Here is the linky to the recipe. If you feel inclined to add raisins, add about 3/4 cup of raisins. If you want to add apples, peel the apple (I used a Honeycrisp apple) and cut it up to about the same size as the raisin. Use about 1/2 cup.

And the obligatory picture:

For dinner, I had thawed some pork chops and didn't want to make any old mashed potatoes. Boooooring. Instead, I decided I would make Jason's favorite side dish: Macaroni and cheese. Not just any macaroni and cheese but his mom's recipe. It's pretty good. She adds a little heat with cayenne pepper and white pepper.

Here is the picture of what it looks like before baking:

And here's the after picture:

Yum right?

And the recipe:

Macaroni and Cheese

4 cups cooked elbow macaroni

4 tablespoons butter

1/3 cup flour

2 cups milk

1 teaspoon cayenne pepper

1 teaspoon white pepper

1/2 teaspoon salt

1-1.5 cups shredded sharp cheddar cheese

1. In a saucepan, melt the butter over medium heat and then whisk in the flour. Let the flour cook to a golden brown.

2. Slowly add the milk while whisking constantly. Let the milk heat to almost boiling. It will get very thick. Just before boiling, remove from the heat and stir in the cheese. Depending on how cheesy you want the sauce, add more to your liking.
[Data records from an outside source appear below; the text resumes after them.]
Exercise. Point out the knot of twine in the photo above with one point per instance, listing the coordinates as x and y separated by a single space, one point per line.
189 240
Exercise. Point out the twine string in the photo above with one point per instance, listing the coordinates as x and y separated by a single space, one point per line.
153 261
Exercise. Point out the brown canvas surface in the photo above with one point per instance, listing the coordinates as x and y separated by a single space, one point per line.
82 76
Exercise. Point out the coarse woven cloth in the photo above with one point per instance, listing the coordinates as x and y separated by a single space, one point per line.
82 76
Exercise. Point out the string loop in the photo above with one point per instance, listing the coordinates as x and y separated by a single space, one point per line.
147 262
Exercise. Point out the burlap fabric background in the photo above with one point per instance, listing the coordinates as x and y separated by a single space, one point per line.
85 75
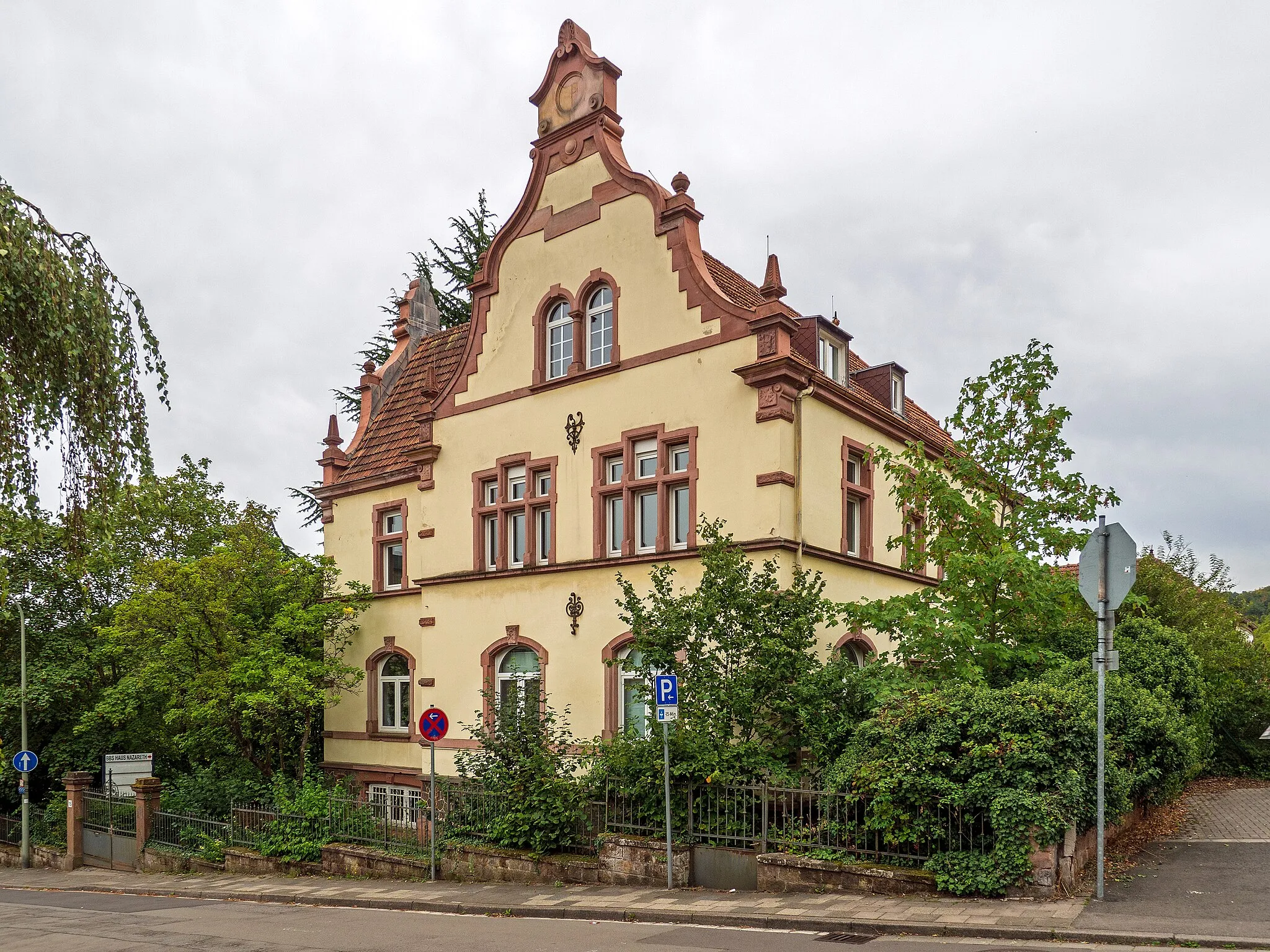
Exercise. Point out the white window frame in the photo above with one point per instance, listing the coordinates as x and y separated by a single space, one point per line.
543 527
516 534
401 687
600 323
646 503
388 549
827 348
614 467
393 803
559 340
680 451
489 541
624 677
855 512
502 677
646 452
615 524
675 517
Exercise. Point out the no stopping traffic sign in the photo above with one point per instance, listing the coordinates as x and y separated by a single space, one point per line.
433 724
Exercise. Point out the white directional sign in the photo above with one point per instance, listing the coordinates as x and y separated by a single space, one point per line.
24 762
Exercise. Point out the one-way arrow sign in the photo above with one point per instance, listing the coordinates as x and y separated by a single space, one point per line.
24 762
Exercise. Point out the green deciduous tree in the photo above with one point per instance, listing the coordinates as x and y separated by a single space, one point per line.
230 655
69 584
74 345
745 646
990 511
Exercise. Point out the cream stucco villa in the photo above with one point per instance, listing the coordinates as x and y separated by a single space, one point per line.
615 384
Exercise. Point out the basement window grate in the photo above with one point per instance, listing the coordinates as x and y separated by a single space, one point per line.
851 938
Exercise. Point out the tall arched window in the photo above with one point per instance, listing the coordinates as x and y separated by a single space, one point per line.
559 340
394 695
600 328
633 712
520 678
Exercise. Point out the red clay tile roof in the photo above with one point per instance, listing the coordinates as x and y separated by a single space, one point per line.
394 431
735 287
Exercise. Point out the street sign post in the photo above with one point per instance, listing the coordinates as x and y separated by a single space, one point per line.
1109 566
666 692
433 725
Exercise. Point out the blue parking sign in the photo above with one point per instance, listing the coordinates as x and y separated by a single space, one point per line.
666 687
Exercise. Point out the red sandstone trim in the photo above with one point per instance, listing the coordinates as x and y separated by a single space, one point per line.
775 478
864 491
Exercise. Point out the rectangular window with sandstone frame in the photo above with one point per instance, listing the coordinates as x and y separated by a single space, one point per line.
512 512
644 493
389 545
858 499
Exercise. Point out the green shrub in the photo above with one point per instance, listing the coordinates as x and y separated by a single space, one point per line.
523 764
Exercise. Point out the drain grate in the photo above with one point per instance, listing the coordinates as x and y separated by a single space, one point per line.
851 938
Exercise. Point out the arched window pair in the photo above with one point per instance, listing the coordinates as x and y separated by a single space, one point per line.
598 324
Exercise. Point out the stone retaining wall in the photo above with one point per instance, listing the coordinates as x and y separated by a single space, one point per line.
623 861
783 873
1060 867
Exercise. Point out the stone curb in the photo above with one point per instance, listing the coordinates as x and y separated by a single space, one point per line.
671 915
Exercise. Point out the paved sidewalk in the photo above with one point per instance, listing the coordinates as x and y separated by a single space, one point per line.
1228 816
985 918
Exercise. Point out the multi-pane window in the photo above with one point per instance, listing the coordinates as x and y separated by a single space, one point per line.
633 712
915 542
600 328
646 494
394 695
520 679
389 540
397 805
559 340
515 514
831 359
856 500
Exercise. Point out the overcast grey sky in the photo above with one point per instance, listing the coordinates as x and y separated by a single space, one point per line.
959 177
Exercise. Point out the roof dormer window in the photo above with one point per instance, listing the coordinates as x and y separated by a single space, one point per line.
831 358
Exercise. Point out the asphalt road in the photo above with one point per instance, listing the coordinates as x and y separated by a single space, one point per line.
69 922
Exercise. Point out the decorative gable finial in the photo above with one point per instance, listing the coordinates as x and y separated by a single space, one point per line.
333 438
571 33
333 460
773 289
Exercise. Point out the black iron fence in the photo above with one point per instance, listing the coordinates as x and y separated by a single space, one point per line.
106 811
810 822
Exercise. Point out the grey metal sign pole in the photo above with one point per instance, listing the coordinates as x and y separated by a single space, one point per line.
432 811
670 853
1109 566
1103 690
25 777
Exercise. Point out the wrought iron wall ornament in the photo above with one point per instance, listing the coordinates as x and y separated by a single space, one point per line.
573 431
574 610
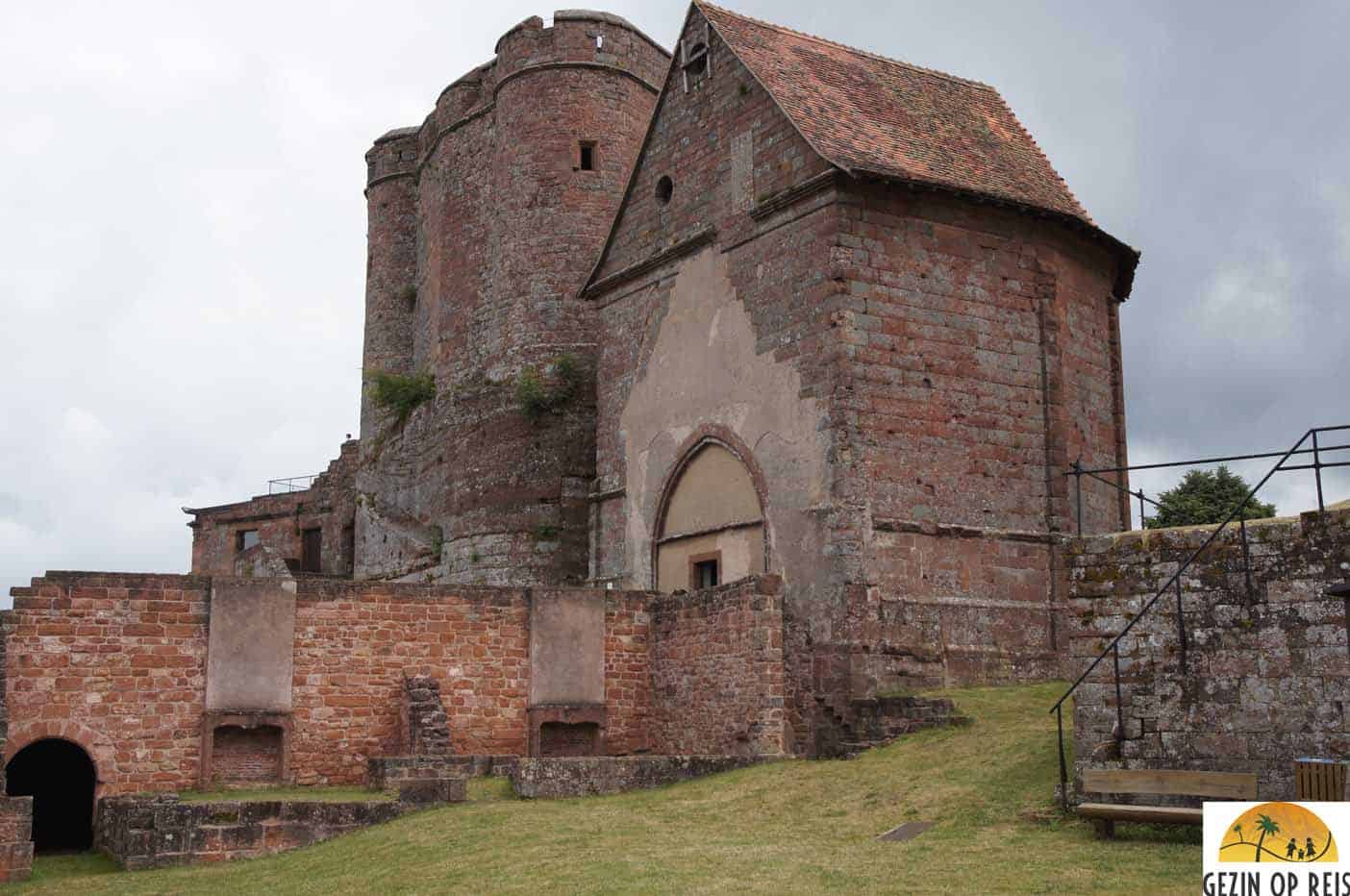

3. Mix in the elbows and then pour into a greased casserole dish.

4. Bake at 350 degrees for 30 minutes.

I served the mac and cheese with our baked porkchops and green beans. Yes, we like canned beans in this house. After having frozen green beans for several years while living with my mom, I grew tired of them. Canned all the way.

To cook the porkchops, make a breading out of plain bread crumbs and whatever spices you like (I used smoked paprika, granulated garlic, salt and pepper). Dredge the pork in the breadcrumb mix and place on a pan. Bake at 350 degrees for approximately 20-25 minutes or until done.

Voila! My day of cooking. I think I am going to take it easy tomorrow.